Mozilla 2000070209, Linux 2.2.14 i686, RedHat 6.1 When attempting to download the latest Mozilla Linux build via HTTP, the "Unknown File Type" dialog tells me the type is "application/x-tar"; when I then try to download, after about 9% of the file has been fetched, NSGetModule goes into an infinte recursion, crashing after recursing about 55,000 times. If I try downloading exactly the same file with FTP, I get MIME type being "application/gzip", and the file is fetched with no problem. This might have something to do with bug 35956.
It seems that this isn't just a MIME types thing. Another way to reproude is: 1) Go to http://www.nizkor.org/ 2) On the righthand-column, click on "People A to Z" 3) Click on "H" 4) Click on "Hoess, Rudolph" 5) Sit there for a while. I really have no clue what's causing this. I also got the same thing on a Bugzilla report result a few minutes ago.
Summary: gzip <-> x-tar MIME type confusion leads to crash → NSGetModule() goes into infinite recursion
updating component and setting default owner.

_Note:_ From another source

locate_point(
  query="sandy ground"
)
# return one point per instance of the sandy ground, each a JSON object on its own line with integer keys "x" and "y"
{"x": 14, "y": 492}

Assignee: asa → gagan,ruslan
Component: Browser-General → Networking
QA Contact: doronr → tever
Looks like unknown handler problem
Assignee: gagan,ruslan → mscott
Hmm this sounds bad...nsbeta2?
Keywords: nsbeta2
I recommend a + for nsbeta2.
Hmmm I folllowed the nizkor.org example and it worked fine for me on a windows build from 7/6. either this got fixed or it really is linux only. I haven't tried on linux yet.
Hmm it works on linux for me too.
downloading a nightly build using http on linux also works for me. Sounds like whatever was causing the problem has been fixed.
The problem seems to have been caused by an old version of cache.db in my profile; when I recreated my profile, the problem went away. Using the debug compile, I saw that the message "Error: RecordID not in DB" was being constantly repeated on pages that crashed; this is from method nsNetDiskCache::GetCachedNetDataByID() of file ./netwerk/cache/filecache/nsNetDiskCache.cpp. The NSGetModule() recursion was happening with the NSGetModule of libnecko.so. I tried adding debugging statements that would figure out what was going on, but when I did it looked like NSGetModule() was never being called recrusively before the crash (I don't have enough memory to use gdb on the debug build).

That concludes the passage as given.